Pharmaceutical giant Pfizer (NYSE: PFE  ) releases earnings tomorrow morning. Let's take a look at what the numbers might say and, more importantly, what management might be able to say to get this stock out of its drug-induced coma.

What analysts say:

  • Buy, sell, or waffle? With five buys, 10 holds, and one sell, most analysts still aren't sure Pfizer has reached the bottom.
  • Revenue: The top line is expected to come in essentially flat at just over $12 billion. Changes in currency rates could determine whether Pfizer makes or breaks that number.
  • Earnings. Analysts are looking for an additional $0.02 over the third quarter of last year to an adjusted $0.60 per share.

What management says:
Management is trying to cut spending and reorganize itself into a more profitable company. The only problem is that you can't cut forever, and whether they like it or not, Lipitor is eventually going to see generic competition.

The company needs to spend some of the $26 billion in cash and short term investments it's been hoarding. Ironically, management is looking pretty smart by waiting to make a purchase as prices have come down recently. Pfizer could potentially make a large acquisition of Genzyme (Nasdaq: GENZ  ) or even Gilead Sciences (Nasdaq: GILD  ) for 20% less than it could have just a few months ago.

What management does:
Restructuring charges, which have ranged from $535 million to over $3.6 billion per quarter over the last year and a half, have been killing net margins. They should end eventually (hopefully), just in time for operating margins to coming crashing down with the loss of Lipitor exclusivity.

It's nice to see free cash flow relative to earning increasing. Pfizer needs as much cash as it can to pay its dividend -- the thing that's contributing most to keeping up its stock price at this point, in my opinon.

Margins

3/2007

6/2007

9/2007

12/2007

3/2008

6/2008

Gross

84.7%

84%

84%

84%

83.7%

83.7%

Operating

31.6%

29.7%

29.7%

30.5%

29.3%

31.1%

Net

37.9%

36.1%

30.9%

16.8%

15.8%

18.5%

FCF/Revenue

26.3%

23.7%

25.4%

23.7%

27.9%

30.2%

Growth (YOY)

3/2007

6/2007

9/2007

12/2007

3/2008

6/2008

Revenue

4.4%

2.4%

(0.3%)

0.1%

(2.7%)

0.8%

All data courtesy of Capital IQ, a division of Standard & Poor's. Data reflects trailing-12-month performance for the quarters ended in the named months.

Like it's expected to do this quarter, Pfizer has been treading water with its revenue over recent quarters. To be fair, it did sell its consumer health care division to Johnson & Johnson (NYSE: JNJ  ) at the end of 2006, so the year-over-year comparisons in 2007 did have a tougher act to follow.

One Fool says:
Perhaps more than ever, revenue and earnings can take a back seat to cash flow.
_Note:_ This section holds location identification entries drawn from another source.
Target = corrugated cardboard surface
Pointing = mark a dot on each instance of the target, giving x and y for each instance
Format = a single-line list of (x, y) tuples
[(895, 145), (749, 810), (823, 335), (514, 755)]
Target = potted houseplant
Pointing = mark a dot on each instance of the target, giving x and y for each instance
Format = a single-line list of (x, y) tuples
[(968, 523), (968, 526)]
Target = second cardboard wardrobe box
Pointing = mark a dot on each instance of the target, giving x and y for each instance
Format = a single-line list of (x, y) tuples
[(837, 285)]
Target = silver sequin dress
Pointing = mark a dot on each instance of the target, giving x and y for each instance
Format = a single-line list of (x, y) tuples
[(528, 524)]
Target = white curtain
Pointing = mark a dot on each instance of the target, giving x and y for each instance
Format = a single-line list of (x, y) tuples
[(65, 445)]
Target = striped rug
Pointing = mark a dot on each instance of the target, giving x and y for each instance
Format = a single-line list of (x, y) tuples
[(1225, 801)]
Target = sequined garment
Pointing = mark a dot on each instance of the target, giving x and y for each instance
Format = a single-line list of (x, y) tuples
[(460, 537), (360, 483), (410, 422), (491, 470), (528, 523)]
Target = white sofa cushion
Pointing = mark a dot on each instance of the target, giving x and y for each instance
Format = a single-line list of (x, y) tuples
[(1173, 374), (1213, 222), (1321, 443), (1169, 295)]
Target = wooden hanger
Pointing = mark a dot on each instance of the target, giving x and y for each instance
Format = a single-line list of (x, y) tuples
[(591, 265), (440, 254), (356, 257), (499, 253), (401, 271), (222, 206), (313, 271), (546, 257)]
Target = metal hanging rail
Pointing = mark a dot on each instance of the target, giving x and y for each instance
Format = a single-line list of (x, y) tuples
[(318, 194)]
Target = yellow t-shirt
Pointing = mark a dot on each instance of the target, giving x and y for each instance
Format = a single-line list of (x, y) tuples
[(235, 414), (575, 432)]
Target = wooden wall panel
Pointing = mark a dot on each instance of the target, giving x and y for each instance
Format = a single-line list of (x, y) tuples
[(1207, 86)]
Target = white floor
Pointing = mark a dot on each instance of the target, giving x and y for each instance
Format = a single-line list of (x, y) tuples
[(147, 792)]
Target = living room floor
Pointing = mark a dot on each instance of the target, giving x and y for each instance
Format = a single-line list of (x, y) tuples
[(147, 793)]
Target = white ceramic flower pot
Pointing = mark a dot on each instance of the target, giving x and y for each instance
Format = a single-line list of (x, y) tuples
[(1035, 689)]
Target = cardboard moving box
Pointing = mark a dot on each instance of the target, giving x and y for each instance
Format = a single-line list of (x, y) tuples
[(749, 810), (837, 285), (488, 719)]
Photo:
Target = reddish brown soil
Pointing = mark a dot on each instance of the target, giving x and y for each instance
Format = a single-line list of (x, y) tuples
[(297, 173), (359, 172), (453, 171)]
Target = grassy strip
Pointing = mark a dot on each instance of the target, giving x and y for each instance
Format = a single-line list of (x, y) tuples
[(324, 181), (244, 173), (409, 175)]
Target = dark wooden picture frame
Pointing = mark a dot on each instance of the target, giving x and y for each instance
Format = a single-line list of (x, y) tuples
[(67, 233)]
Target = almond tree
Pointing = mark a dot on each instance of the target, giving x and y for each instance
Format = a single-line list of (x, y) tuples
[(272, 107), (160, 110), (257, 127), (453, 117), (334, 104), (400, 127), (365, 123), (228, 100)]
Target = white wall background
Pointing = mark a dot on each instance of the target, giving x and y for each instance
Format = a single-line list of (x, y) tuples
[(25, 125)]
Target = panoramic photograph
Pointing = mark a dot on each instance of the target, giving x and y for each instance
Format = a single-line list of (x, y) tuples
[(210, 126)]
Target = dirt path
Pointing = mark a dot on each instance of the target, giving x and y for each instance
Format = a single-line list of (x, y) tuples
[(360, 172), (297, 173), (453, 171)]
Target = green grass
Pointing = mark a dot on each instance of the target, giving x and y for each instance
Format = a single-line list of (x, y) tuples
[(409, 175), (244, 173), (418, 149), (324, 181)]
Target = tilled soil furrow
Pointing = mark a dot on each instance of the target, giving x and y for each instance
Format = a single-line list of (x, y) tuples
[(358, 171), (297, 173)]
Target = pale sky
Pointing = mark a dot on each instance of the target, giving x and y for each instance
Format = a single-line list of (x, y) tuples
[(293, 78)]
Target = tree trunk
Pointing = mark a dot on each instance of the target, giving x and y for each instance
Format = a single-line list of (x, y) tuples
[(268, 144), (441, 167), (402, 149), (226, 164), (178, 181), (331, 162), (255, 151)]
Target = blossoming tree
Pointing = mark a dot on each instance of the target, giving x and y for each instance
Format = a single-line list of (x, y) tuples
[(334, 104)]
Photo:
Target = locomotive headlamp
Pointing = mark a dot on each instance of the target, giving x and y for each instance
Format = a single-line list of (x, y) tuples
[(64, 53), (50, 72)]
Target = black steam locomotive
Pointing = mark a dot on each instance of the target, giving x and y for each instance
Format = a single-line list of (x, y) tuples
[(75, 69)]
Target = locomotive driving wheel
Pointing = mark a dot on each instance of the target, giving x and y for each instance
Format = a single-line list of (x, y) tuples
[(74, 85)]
It's cash that's driving Pfizer's ability to make future acquisitions and pay its dividend, and those are the things that are keeping a floor on Pfizer's stock price.

Whether it can turn things around like Merck (NYSE: MRK  ) did after sales of Vioxx went to zero overnight remains to be seen. My guess is that, with all the cash it has on hand, Pfizer should be able to come back from its post-Lipitor cliff. In the meantime, investors can enjoy their better than 7% yield while they wait.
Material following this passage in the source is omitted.